If you use a package like node-addon-loader, Webpack will treat the .node file like any other file asset, hashing it and moving it to where you keep your bundle.

Zero-installs and bulk cache downloads

Zero-installs are another feature of Yarn PnP that we've implemented in our templates. Per OS, a cache containing all dependencies is collected. A three-way diff is performed between them to find common and unique dependencies per OS. Additionally, this gives us a yarn.lock file per OS. The common, windows, linux and darwin caches are then tarred and uploaded to our registry.

Upon installation of a template, we check for this bulk cache download and grab it if possible, before running the regular yarn install to generate the .pnp.js file.

Results

Overall our migration was relatively painless and was completed within a couple of days in total. The ability to write Yarn plugins let us achieve more than we had hoped. By separating out the usage of PnP to the Webpack side of things we avoided all major headaches, but gained all the benefits of the system.

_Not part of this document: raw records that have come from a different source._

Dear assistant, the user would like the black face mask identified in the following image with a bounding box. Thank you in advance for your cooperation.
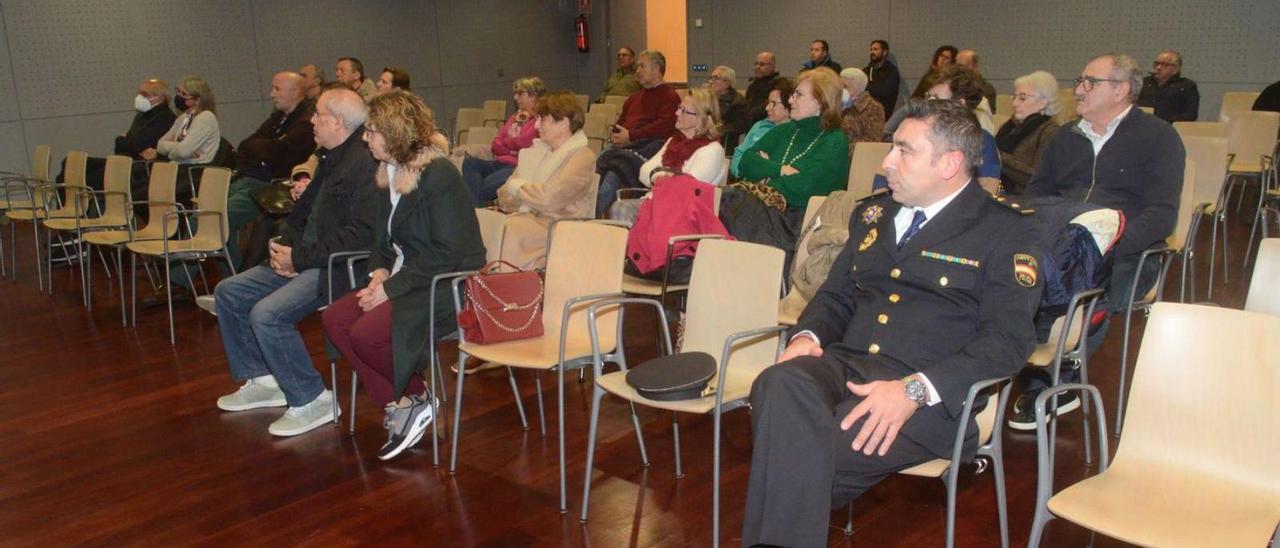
[174,95,189,111]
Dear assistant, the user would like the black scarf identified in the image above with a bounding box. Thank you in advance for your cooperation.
[995,112,1050,154]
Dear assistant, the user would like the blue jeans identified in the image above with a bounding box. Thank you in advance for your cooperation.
[461,156,515,205]
[595,171,622,218]
[215,265,326,407]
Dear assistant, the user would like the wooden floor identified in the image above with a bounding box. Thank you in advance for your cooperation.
[0,202,1263,547]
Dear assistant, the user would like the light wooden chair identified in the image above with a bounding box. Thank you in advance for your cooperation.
[83,162,179,326]
[1244,238,1280,316]
[6,149,83,293]
[453,107,485,146]
[0,144,52,280]
[583,112,610,153]
[448,220,628,513]
[573,94,590,113]
[42,155,132,307]
[1027,303,1280,548]
[778,195,827,326]
[588,102,618,125]
[995,94,1013,119]
[1177,137,1230,300]
[991,113,1011,132]
[578,238,786,546]
[1114,159,1197,435]
[1217,90,1261,125]
[1173,121,1226,140]
[482,100,508,128]
[1052,89,1077,126]
[844,377,1013,548]
[1137,106,1154,115]
[603,95,629,109]
[847,142,891,195]
[126,166,233,344]
[1226,110,1279,265]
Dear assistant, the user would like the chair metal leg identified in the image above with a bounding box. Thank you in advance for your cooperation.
[578,382,607,523]
[1219,212,1229,282]
[349,371,358,434]
[164,256,175,344]
[671,412,682,478]
[712,407,723,545]
[130,252,138,327]
[844,505,854,536]
[33,221,44,293]
[428,346,441,467]
[1079,359,1093,466]
[1115,305,1135,436]
[507,367,529,430]
[557,364,567,513]
[449,350,469,474]
[943,472,958,548]
[329,360,339,425]
[534,371,547,436]
[629,402,649,466]
[1208,213,1220,300]
[992,443,1010,548]
[116,247,127,327]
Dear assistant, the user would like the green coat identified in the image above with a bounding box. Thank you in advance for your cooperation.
[371,157,487,397]
[736,115,851,208]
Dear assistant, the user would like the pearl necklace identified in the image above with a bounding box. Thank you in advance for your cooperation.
[781,122,823,165]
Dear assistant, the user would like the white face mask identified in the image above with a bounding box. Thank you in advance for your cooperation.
[134,94,154,113]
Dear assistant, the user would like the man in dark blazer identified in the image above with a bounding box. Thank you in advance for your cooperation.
[213,88,377,438]
[742,99,1043,548]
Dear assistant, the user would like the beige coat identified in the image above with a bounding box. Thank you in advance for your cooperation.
[495,131,597,269]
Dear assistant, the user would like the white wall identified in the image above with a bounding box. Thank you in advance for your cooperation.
[0,0,613,174]
[684,0,1280,119]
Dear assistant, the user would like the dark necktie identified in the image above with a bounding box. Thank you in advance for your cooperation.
[898,209,928,249]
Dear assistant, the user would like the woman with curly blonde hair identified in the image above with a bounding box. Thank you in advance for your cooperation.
[322,90,486,461]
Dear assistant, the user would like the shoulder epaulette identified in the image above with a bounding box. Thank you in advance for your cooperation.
[992,194,1035,215]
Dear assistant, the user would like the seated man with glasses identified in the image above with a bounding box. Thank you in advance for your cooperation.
[708,65,750,154]
[1010,53,1185,430]
[598,47,642,102]
[1136,49,1200,122]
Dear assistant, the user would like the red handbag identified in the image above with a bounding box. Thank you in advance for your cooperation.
[457,261,545,344]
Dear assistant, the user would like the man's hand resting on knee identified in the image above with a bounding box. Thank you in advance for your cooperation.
[840,379,919,457]
[777,333,823,362]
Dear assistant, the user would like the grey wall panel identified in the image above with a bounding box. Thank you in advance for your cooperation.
[3,0,260,119]
[607,0,646,69]
[21,112,135,161]
[251,0,442,91]
[0,121,27,173]
[0,11,22,122]
[217,100,274,150]
[434,0,588,86]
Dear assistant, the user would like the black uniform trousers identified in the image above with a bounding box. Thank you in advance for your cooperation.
[742,351,936,548]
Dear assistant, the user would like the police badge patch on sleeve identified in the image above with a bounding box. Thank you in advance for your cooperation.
[1014,254,1038,287]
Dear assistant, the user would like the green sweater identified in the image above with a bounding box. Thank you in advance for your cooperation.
[737,116,851,207]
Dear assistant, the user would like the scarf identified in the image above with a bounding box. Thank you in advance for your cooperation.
[661,132,714,171]
[515,130,590,184]
[995,112,1050,154]
[375,143,446,195]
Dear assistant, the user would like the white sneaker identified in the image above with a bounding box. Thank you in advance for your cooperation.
[268,390,339,437]
[217,378,286,411]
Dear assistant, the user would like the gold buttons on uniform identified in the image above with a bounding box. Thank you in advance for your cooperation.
[939,276,949,287]
[888,293,901,303]
[868,343,880,354]
[890,268,901,278]
[877,314,889,324]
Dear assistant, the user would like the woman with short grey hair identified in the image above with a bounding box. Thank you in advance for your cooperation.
[994,70,1061,195]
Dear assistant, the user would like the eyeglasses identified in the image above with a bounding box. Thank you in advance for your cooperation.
[1153,61,1177,68]
[678,107,698,116]
[1073,76,1124,92]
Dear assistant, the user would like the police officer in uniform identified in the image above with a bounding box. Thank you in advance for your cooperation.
[742,99,1044,548]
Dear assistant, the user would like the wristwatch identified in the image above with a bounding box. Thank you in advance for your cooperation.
[903,376,928,408]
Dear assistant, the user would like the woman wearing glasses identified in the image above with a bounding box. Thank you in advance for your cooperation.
[461,77,545,205]
[737,67,851,211]
[731,77,793,178]
[143,76,220,166]
[994,71,1061,196]
[637,87,727,187]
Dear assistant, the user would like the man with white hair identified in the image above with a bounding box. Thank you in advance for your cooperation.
[213,88,379,438]
[839,67,885,146]
[1011,53,1185,429]
[1137,49,1199,122]
[709,64,750,153]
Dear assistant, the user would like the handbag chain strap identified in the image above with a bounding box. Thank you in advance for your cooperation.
[474,301,543,333]
[470,274,545,333]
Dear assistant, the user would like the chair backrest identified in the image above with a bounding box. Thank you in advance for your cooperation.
[1226,110,1280,165]
[31,145,51,181]
[1174,121,1227,140]
[603,95,629,109]
[51,150,89,215]
[1138,106,1154,115]
[63,150,88,188]
[995,94,1013,118]
[991,113,1010,132]
[482,100,508,127]
[190,167,232,248]
[100,155,132,225]
[1116,303,1280,501]
[588,103,619,124]
[465,126,498,147]
[1180,135,1229,212]
[474,208,507,263]
[543,221,628,345]
[790,195,827,278]
[1245,239,1280,316]
[1218,91,1261,125]
[455,108,485,144]
[1053,89,1077,126]
[682,239,785,376]
[1168,159,1197,251]
[584,112,611,152]
[847,142,891,195]
[574,94,590,113]
[137,162,180,239]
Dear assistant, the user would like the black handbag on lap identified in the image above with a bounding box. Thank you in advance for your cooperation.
[625,351,717,401]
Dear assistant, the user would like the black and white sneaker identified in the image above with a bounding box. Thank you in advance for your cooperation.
[1007,389,1080,431]
[378,396,435,461]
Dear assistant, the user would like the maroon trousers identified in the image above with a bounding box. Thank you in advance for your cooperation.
[322,292,425,407]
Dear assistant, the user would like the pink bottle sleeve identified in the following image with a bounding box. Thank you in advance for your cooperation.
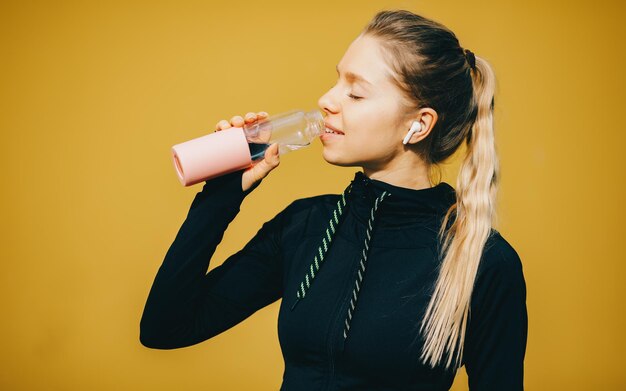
[171,127,252,186]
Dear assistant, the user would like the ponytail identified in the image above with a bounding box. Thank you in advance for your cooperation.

PnP brought our template size down from 686.6 MB (with 38,741 items in the node_modules) to 266.3 MB (with 2,115 items in the .yarn folder).

This compresses down to a 183.0 MB distributable archive for non PnP, and a 146.7 MB archive for PnP. It's also about 5 times faster to unzip the PnP archive.

Cold cache installations took about 2 minutes on my development hardware previously, with hot cache installations taking about ~30 seconds.

With PnP and zero-installs that has been brought down to ~25 seconds for a cold cache installation, and ~10 seconds for a hot cache installation.

Overall we're very pleased with Yarn v2.